Because of climate and diet, our region is most affected by skin cancer and skin problems such as acne. It is of paramount importance that we raise awareness. I think the government should work on prevention campaigns, or support similar corporate initiatives to better prevent skin cancer. NAOS launched a prevention campaign aimed at children called “I am Photo Responsible”. The main message we wanted to get across was to use good quality sun protection, regardless the brand. Eventually, I would like to see Colombia adopt similar regulations such as the FDA or the COLIPA (The European Cosmetic & Perfumery Organization) to improve the effectiveness of the products on the market.
With regards to the prevention campaigns, how would you describe your relationship with the Colombian government?
We are in a contractual relationship, where they legalize our products and provide documents so that we can register our products and gain approval for market launches.
It would be beneficial for INVIMA and the Health Ministry to organise price regulation and make sure that all products are compliant in the dermo-cosmetics sector. They have to stregthen the regulations and bring the standards up to the levels of the FDA and COLIPA.
What do you see as your main responsibility as General Manager of NAOS Colombia?
The Colombian climate is largely responsible for skin related problems. For this reason, it is crucial that Colombians take proper care of their skin. As a company in Colombia, our mission is to educate the public as well as dermatologists.
The method for this is cleaning, treating and protecting. This is the basic program for getting healthy skin. Protection is key. Though many anti-aging products exist, the best anti-aging method is to protect your skin from the sun’s rays.
You have two main lines in Colombia: Bioderma and Institut Esthedrm. Which one is your growth driver?
Bioderma is undoubtedly the most popular in Colombia. It represents, USD 7M annually and is growing year-on-year.
How would you characterise the spirit of the brand?
Biology and innovation are at the core of our spirit. We strive to offer our consumers products based on biology and innovation. This enables us to continue growing faster than our competitors and to be ranked sixth in Europe and third in France. We are proud of the fact all our raw materials are derived from biology and therefore natural. Of course, certain chemicals can be required for specific products, but we do not intend to chemically reproduce something that already exists within nature. More specifically Bioderma’s slogan “Biology at the service of Dermatology” represents our attention to this point. In terms of innovation we’ve developed more than 80 patents. The most important innovation in Colombia is Sensibio H2O, the first micellar water in the world.
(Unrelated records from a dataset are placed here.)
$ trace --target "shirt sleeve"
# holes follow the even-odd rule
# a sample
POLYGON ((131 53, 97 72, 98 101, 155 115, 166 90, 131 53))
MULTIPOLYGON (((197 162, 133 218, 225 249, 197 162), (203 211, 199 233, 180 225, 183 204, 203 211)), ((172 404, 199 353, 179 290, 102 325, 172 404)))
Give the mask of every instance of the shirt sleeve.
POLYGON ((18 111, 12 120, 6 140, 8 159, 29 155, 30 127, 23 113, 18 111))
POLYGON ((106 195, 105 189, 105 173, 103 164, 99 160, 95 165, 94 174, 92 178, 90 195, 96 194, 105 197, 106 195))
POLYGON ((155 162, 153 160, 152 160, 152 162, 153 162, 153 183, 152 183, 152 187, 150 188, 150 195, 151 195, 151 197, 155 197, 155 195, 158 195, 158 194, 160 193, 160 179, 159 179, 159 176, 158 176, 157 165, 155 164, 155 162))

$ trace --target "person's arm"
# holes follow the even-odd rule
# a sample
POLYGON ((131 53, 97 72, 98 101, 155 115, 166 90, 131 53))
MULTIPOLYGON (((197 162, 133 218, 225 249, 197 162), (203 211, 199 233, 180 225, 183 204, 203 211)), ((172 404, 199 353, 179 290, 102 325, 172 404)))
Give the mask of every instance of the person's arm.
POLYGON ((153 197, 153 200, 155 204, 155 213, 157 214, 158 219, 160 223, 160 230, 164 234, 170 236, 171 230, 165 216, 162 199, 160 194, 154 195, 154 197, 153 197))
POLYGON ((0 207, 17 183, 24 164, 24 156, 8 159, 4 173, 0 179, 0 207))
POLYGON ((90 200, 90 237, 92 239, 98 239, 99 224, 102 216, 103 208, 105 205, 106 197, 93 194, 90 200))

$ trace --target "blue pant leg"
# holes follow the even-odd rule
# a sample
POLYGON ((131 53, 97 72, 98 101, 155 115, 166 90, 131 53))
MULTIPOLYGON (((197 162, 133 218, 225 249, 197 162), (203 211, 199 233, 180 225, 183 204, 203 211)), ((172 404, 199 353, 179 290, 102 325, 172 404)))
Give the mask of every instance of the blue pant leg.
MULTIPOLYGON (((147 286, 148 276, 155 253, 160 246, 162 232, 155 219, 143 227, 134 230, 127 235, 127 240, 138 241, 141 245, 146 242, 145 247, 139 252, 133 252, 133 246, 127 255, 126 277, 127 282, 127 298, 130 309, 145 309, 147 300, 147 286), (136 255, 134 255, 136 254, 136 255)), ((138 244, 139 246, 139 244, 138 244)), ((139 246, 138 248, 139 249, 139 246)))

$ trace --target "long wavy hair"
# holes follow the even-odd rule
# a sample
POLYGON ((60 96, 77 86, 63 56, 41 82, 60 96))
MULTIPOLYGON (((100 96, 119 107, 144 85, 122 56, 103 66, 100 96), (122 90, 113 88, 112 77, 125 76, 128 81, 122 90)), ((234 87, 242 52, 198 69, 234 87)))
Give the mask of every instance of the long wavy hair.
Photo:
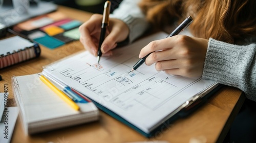
POLYGON ((142 0, 139 6, 147 20, 160 29, 191 15, 195 37, 233 43, 256 35, 255 0, 142 0))

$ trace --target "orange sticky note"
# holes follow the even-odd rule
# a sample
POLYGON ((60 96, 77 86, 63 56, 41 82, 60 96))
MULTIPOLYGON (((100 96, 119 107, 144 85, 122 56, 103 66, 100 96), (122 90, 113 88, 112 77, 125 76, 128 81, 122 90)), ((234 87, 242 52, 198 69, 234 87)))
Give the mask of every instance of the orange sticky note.
POLYGON ((64 30, 63 29, 54 25, 46 27, 44 30, 50 36, 55 35, 64 32, 64 30))

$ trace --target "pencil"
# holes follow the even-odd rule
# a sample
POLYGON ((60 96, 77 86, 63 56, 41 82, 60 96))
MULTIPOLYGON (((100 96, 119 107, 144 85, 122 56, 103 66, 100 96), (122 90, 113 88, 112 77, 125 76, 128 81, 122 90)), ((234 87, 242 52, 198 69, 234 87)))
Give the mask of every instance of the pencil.
POLYGON ((61 99, 65 101, 68 104, 70 105, 74 109, 76 110, 79 110, 79 107, 72 100, 71 100, 63 91, 58 89, 54 85, 51 83, 44 76, 39 75, 40 79, 55 93, 56 93, 61 99))

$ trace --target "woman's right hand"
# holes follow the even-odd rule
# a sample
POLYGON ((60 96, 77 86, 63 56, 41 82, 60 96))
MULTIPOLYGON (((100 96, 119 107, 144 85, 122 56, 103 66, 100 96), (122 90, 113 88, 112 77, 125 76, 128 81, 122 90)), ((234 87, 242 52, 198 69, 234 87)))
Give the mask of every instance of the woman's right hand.
MULTIPOLYGON (((79 27, 80 41, 87 50, 95 56, 98 52, 102 17, 102 15, 94 14, 79 27)), ((117 46, 117 42, 124 40, 129 34, 129 28, 123 21, 115 18, 109 20, 106 37, 101 47, 102 56, 112 55, 111 50, 117 46)))

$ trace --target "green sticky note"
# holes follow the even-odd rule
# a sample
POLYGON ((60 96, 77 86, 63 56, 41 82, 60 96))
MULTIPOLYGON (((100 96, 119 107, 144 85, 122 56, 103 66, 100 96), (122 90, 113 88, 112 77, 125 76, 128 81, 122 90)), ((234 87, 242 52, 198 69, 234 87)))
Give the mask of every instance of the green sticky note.
POLYGON ((63 45, 65 43, 60 40, 47 35, 42 37, 35 38, 34 40, 39 44, 52 49, 63 45))
POLYGON ((79 28, 77 28, 65 32, 63 34, 63 35, 74 40, 79 40, 80 38, 80 32, 78 29, 79 28))
POLYGON ((66 30, 68 30, 76 27, 78 27, 81 24, 81 22, 77 20, 73 20, 67 23, 61 25, 60 27, 66 30))

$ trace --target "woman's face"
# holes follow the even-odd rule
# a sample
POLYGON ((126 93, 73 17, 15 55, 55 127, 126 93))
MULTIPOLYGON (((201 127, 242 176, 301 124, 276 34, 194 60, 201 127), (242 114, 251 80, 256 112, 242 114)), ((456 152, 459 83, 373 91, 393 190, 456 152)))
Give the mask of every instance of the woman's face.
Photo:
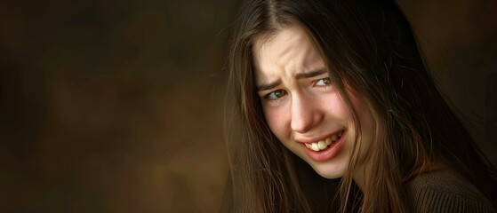
MULTIPOLYGON (((307 32, 292 26, 259 39, 253 59, 256 90, 273 133, 322 177, 341 178, 356 142, 355 123, 307 32)), ((373 142, 373 119, 361 97, 348 95, 361 122, 360 158, 373 142)))

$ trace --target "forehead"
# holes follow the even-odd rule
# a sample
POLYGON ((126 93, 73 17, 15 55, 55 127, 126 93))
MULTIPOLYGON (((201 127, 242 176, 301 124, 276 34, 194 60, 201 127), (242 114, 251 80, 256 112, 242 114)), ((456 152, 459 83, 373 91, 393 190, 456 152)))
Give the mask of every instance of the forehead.
POLYGON ((277 78, 282 74, 290 76, 324 68, 321 54, 308 32, 299 25, 256 39, 253 56, 258 83, 277 78))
With this innovation, we focused on how to clean the skin without damaging it. It would be dangerous to clean the skin with alcohol or any similar product. Indeed, the consequences for the user could be negative.
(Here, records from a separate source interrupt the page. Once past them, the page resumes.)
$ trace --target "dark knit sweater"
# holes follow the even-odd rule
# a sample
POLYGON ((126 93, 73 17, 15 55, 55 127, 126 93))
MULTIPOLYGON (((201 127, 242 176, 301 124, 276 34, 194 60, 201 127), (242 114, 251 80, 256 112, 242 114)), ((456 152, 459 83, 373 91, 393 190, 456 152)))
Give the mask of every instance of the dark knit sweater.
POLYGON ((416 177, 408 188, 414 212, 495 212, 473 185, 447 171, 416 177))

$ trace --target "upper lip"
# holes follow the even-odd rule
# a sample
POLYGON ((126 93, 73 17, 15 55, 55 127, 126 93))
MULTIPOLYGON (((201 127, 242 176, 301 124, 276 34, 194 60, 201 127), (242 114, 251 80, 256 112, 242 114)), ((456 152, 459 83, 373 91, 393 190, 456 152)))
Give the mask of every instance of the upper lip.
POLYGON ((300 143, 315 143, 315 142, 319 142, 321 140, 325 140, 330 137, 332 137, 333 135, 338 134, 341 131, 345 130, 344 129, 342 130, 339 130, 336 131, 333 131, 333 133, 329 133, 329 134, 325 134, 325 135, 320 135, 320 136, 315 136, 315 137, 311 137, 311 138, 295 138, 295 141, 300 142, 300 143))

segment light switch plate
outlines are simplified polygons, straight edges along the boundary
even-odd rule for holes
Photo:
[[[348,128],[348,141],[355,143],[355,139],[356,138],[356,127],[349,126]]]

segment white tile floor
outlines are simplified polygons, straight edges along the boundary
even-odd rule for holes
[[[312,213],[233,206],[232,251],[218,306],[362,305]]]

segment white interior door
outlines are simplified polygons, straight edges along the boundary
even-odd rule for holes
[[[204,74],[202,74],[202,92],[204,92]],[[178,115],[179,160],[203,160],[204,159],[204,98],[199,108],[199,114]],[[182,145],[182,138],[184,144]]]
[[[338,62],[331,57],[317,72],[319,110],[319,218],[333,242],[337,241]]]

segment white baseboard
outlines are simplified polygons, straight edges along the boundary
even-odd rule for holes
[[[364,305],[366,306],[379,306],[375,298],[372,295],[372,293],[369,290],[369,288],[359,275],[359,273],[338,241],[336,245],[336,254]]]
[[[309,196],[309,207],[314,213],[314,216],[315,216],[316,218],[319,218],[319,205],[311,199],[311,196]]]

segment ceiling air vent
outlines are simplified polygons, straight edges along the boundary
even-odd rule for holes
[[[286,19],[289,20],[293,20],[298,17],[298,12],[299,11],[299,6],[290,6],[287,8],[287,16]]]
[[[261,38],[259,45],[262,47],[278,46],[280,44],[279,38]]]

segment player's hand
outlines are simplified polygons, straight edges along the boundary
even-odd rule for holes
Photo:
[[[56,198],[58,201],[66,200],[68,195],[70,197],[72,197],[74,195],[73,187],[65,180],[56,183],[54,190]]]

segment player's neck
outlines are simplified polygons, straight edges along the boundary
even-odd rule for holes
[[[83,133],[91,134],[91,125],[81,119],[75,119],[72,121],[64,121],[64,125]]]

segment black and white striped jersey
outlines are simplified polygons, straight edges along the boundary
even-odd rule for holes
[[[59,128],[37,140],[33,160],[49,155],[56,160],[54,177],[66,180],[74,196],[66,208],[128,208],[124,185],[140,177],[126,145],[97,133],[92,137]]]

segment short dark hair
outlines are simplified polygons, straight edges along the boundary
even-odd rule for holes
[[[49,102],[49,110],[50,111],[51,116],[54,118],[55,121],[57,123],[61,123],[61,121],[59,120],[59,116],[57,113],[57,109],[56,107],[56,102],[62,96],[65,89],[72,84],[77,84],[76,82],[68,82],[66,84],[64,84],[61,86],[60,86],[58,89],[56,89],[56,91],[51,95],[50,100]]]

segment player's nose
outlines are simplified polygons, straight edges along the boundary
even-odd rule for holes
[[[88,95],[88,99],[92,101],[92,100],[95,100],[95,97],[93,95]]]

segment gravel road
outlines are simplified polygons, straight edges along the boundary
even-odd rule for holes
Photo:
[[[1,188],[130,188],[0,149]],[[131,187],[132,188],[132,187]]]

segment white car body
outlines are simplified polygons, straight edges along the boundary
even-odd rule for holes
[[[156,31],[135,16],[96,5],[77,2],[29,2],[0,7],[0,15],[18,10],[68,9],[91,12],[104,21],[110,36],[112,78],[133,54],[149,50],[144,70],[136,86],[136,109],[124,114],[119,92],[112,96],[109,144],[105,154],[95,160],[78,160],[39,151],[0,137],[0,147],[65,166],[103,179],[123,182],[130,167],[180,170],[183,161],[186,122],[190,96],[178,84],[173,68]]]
Despite NAOS being a very young company, it is already present in 80 countries. How important is Colombia to the company?
After Brazil and Mexico, Colombia is the third most important country for NAOS in the region. We work with 100 companies, of which 40 are affiliates. Within Naos globally, Colombia is one of the top 25 most important countries in the sector. We are, the fourth market for the cosmetics category in the region.
What are your main priorities moving forward?
Our priority is promoting skincare education. This is both our mission, and our principal purpose. We keep this in mind in the commercialization process of every single product. We also prioritize the direct relationship with doctors presenting the advantages of our products.
What do you think makes NAOS so special?
Our strength is our people and they are the heart of our operations. We are proud of their NAOS spirit.